A review by ctgt
Ride the Star Wind: Cthulhu, Space Opera, and the Cosmic Weird by Wendy Dunlap, J. Edward Tremlett, Ada Hoffmann, Nadia Bulkin, DaVaun Sanders, Richard Lee Byers, Brian Evenson, Desirina Boskovich, Angus McIntyre, Tom Dullemond, Remy Nakamura, Scott Gable, Wendy Nikel, J.E. Bates, Joseph S. Pulver, Sr., Wendy N. Wagner, Robert White, D.A. Xiaolin Spires, Cody Goodfellow, Lucy A. Snyder, D.W. Baldwin, Bogi Takács, C. Dombrowski, Premee Mohamed, Gord Sellar, Tim Curran, Heather Hatch, Heather Terry, Brandon O'Brien, Ingrid Garcia, Kara Dennison

4.0

The time of skinturning is at hand, may God help us all.

I stumbled across this collection while lurking around the Lovecraft ezine site and was immediately drawn to the concept......Cthulhu, weird mythos(even a Yellow King appearance) all set in space. I couldn't think of any Lovecraft story I had read like that, much less a whole collection. And this has it all, military sci/fi, space exploration, first contact, starships, aliens- pretty much the gamut of science fiction.

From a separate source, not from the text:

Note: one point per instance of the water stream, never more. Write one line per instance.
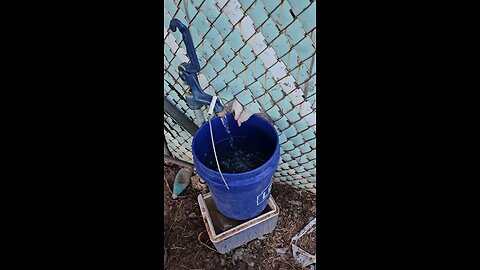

As with most collections there are some great stories and some that didn't work for me but overall it was a solid collection.

Some of my favorites

Blossoms Blackened Like Dead Stars- Lucy A. Snyder
Vol de Nuit- Gord Sellar
Lord of the Vats- Brian Evenson
Be On Your Way- Heather Hatch
Cargo- Desirina Boskovich
The Blood Will Come Later- DaVaun Sanders
Starship in the Night Sky- D. W. Baldwin
Departure Beach- Joseph S. Pulver, Sr.
When Yiggrath Comes- Tim Curran
and ending with a bang
A Dream, and a Monster at the End Of It- Nadia Bulkin

Well worth the time

7/10

The skull was dead, of course, but the feeling he got was that it was not dead enough.